Terrorisme routier : Nécessité d'une approche collaborative

Ph. : A-Asselah
Ph. : A-Asselah

Selon les statistiques établies par l’Organisation mondiale de la santé (OMS) sur la sécurité routière, il est indiqué que chaque année, plus de 1,3 million de personnes perdent la vie dans des accidents de la route. Nous recensons en plus de 20 à 50 millions de blessés, nombre d’entre eux gardant une invalidité à la suite de leurs blessures. Les accidents de la route coûtent à la plupart des pays 3% de leur Produit Intérieur Brut (PIB). L'Algérie n'est pas à l'abri de ce phénomène qui inquiète de plus en plus, eu égard au carnage quotidien sur les routes.
Spécialiste en gestion des risques à l'Institut d'hygiène et de sécurité industrielle à l'université de Batna, Dr Houria Bencherif explique à El Moudjahid que l’excès de vitesse, la conduite en état d’ébriété ou sous l’influence de substances psychoactives et le non-respect ou l’absence de dispositions de sécurité (refus du port du casque, de la ceinture de sécurité, absence du siège-auto pour enfants,…) sont les facteurs de risques essentiels de cette hécatombe. «S'ajoutent à cela la distraction au volant en raison de l’usage du téléphone portable, ainsi qu'une infrastructure routière dangereuse sur certains axes, et évidemment le non-respect du Code de la route.» Et d’ajouter : «Ces facteurs de risques résultent en ce qu'il est considéré comme insécurité routière qui représente l'ensemble des dysfonctionnements générés par le trafic routier. Il peut s'agir des accidents de la circulation pouvant entraîner des dégâts matériels ou corporels.»
La spécialiste fait savoir que la réflexion sur les causes de la hausse des accidents de la route nécessite «une approche collaborative qui s'appuie sur plusieurs volets, notamment l'aspect économique permettant d’évaluer le coût de l’insécurité routière qui inclut les pertes matérielles, les dommages matériels et le coût de la vie», ainsi que l'approche de la santé publique du fait que les accidents sont responsables de pertes humaines et de séquelles entraînant des incapacités avec détérioration des conditions de vie.
Évoquant l'ampleur du réseau routier national qui demeure l'un des plus importants du continent africain, avec une longueur estimée à 111. 261 km de routes, dont plus de 76.028 km goudronnées et plus de 3.756 ouvrages d'art, Dr Bencherif fait remarquer que les villes algériennes ont connu un développement important ces deux dernières décennies, d’une part, et «d’autre part, poursuit-elle, la motorisation de la société et ses caractéristiques induisent un changement fondamental dans les déplacements des personnes. Nous constatons une part de plus en plus importante du transport dans le budget des ménages, dans le temps de transport et aussi dans la longueur des distances de déplacement. L’évolution de la mobilité quotidienne dans les villes algériennes dépend bien sûr du phénomène d’urbanisation, des localisations des activités et des sites des zones résidentielles».
Selon elle, trois facteurs essentiels contribuent aux accidents de la route, à savoir l’usager, le conducteur et la structure de la route et son environnement. S'appuyant sur les résultats d'une étude qu'elle a réalisée par le passé, elle rapporte que 90% des accidents de la circulation enregistrés sont dus au facteur humain contre 9% dus à l’état des routes et autres causes.
Par ailleurs, les infrastructures routières «mal adaptées», que ce soient les zones dangereuses non balisées ou les intersections sans visibilité, peuvent «aggraver» ou rendre «plus probables» les accidents. «L’aménagement de la route, son type et son environnement doivent être pris en considération si l’on veut éviter de graves accidents.»
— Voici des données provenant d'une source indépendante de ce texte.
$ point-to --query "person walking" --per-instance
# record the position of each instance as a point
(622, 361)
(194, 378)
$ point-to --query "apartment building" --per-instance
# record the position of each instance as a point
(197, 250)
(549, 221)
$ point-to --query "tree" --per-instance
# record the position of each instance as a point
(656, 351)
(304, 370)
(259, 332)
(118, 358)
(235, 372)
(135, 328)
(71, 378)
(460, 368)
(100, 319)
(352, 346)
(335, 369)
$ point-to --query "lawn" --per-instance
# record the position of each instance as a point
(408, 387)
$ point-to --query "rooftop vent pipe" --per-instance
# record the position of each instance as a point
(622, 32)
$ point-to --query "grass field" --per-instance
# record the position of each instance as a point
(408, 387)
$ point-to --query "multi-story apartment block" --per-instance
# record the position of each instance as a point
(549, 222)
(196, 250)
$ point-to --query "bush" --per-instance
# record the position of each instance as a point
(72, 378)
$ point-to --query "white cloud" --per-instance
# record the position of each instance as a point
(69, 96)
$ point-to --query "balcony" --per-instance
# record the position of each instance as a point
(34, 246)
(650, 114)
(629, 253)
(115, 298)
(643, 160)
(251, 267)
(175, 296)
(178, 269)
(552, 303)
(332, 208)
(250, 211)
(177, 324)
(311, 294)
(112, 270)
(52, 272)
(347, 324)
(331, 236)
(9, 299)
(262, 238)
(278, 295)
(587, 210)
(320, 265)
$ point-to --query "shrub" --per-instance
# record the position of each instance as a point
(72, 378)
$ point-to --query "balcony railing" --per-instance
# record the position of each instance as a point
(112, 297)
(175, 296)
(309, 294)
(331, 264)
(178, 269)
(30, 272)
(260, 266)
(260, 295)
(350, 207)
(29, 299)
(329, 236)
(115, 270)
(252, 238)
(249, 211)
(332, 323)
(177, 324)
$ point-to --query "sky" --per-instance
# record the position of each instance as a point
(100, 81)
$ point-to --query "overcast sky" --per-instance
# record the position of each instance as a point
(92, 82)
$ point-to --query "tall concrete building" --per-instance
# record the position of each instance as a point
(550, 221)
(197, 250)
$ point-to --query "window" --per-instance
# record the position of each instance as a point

Infrastructures routières mal adaptées

Développer une approche de la sécurité routière présenterait un certain nombre d’avantages, ajoutera la spécialiste en gestion des risques à l'Institut d'hygiène et de sécurité industrielle à l'université de Batna. «Cela permettrait aux autorités de hiérarchiser finement leurs interventions, de calibrer de manière appropriée le budget nécessaire pour mener une politique effective de réduction de l’accidentalité, d’orienter les interventions vers des mesures efficaces du point de vue économique», mais également, insiste-t-elle, «de fournir aux décideurs des éléments d’appréciation, en faveur de la sécurité routière lors des grandes orientations budgétaires et en matière de politiques menées».
Notre interlocutrice juge impératif de «porter une attention particulière aux conducteurs jeunes en renforçant les mesures de formation, de sensibilisation et de contrôle», et «d'accorder plus d’importance à l’expérience dans la conduite en tant qu’élément essentiel pour la sécurité des conducteurs». Ceci peut être réalisé par la révision du système actuel d’obtention du permis de conduire en optant pour un système graduel.
Ainsi, «le renforcement des dispositifs de contrôle continu pour les véhicules âgés afin de garantir périodiquement leur sécurité». Et de conclure : «Le plus important est l'adoption d'une approche collaborative, permettant aux acteurs concernés par la sécurité routière de renforcer les connaissances et éclairer les gestionnaires sur les actions prioritaires à lancer.»